You can clone the GitHub repository with the command:

git clone https://github.com/marty90/netlytics

2. Architecture

NetLytics is composed on many building blocks illustrated in the figure below. alt text

2.1 Tools generating Network Logs

NetLytics handles log files generated by a wide number of softwares. From raw log files, NetLytics can create Data Tables for DNS, HTTP and Named Flows. Not all tables can be created from all tools.

ToolDNSHTTPNamed Flows
BroYYY
SquidNYY
TstatYYY
BindYNN
PCAPYNN

It not differently specified, NetLytics assumes that the folder structure and the file names are the default ones. Currently Netlytics can parse log files generated by 5 tools.

Bro

Bro is a network security monitor that passively analyzes traffic and produces several log files. In particular, log files for TCP, HTTP and DNS traffic are generated. Bro typically rotate log files every hour, and puts all log files generated in one day in a separate directory.
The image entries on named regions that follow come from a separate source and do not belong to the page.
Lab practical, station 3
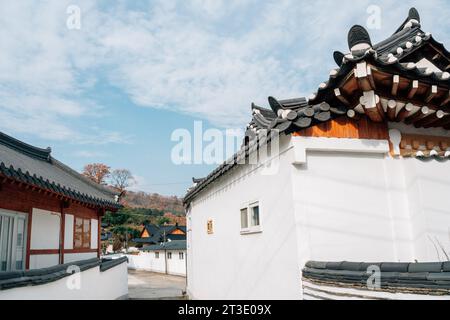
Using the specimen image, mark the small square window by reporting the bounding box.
[240,202,262,234]
[241,208,248,229]
[251,206,259,227]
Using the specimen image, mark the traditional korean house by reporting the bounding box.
[0,133,127,299]
[184,9,450,299]
[128,240,186,276]
[132,223,186,247]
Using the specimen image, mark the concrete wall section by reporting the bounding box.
[187,136,301,299]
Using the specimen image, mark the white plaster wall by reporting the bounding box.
[64,252,97,263]
[167,250,186,276]
[91,219,98,249]
[187,136,301,299]
[64,214,74,249]
[0,262,128,300]
[127,251,166,273]
[30,208,61,251]
[401,159,450,261]
[30,254,59,269]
The typical directory tree is the following:

2017-11-20/
\------------ dns.22.00.00-23.00.00.log.gz
\------------ dns.23.00.00-00.00.00.log.gz
\------------ http.13.00.00-14.00.00.log.gz
\------------ http.14.00.00-15.00.00.log.gz
\------------ ...
2017-11-21/
\------------ ...

NetLyitics assumes that this directory structure is replicated in HDFS.

NetLytics Data Tables: DNS, HTTP and Named Flows.

Squid

Squid is the most popular software HTTP proxy. It generates a log file where all HTTP transactions are recorded. It is typically stored in /var/log/squid/access.log; it can assume various formats, but NetLytics assumes the default one is used (called squid format in Squid documentation).

Squid does not handle log file rotation and storage, but users typically employ the logrotate utility to handle this. logrotate periodically rotates log files and stores old ones with the name access.log-YYYYMMDD where YYYY, MM and DD are the current year, month and day respectively. NetLytics assumes this name format is used to store log files on HDFS.

NetLytics Data Tables: HTTP and Named Flows.

Tstat

Tstat is a network meter that passively analyzes traffic and produces rich log files. In particular, log files for TCP, HTTP and DNS traffic are generated.

Tstat typically rotate log files every hour, and puts all log files generated in one day in a separate directory. The typical directory tree is the following:

2016
\------------ 04-Apr
              \------------ 2017_04_01_00_30.out
              \------------ 2017_04_01_01_30.out
              \------------ 2017_04_01_02_30.out
              \------------ ...
\------------ 05-May
              \------------ 2017_05_01_00_30.out
              \------------ 2017_05_01_01_30.out
              \------------ ...
\------------ ...
2017
\------------ 01-Jan
...

NetLyitics assumes that this directory structure is replicated in HDFS.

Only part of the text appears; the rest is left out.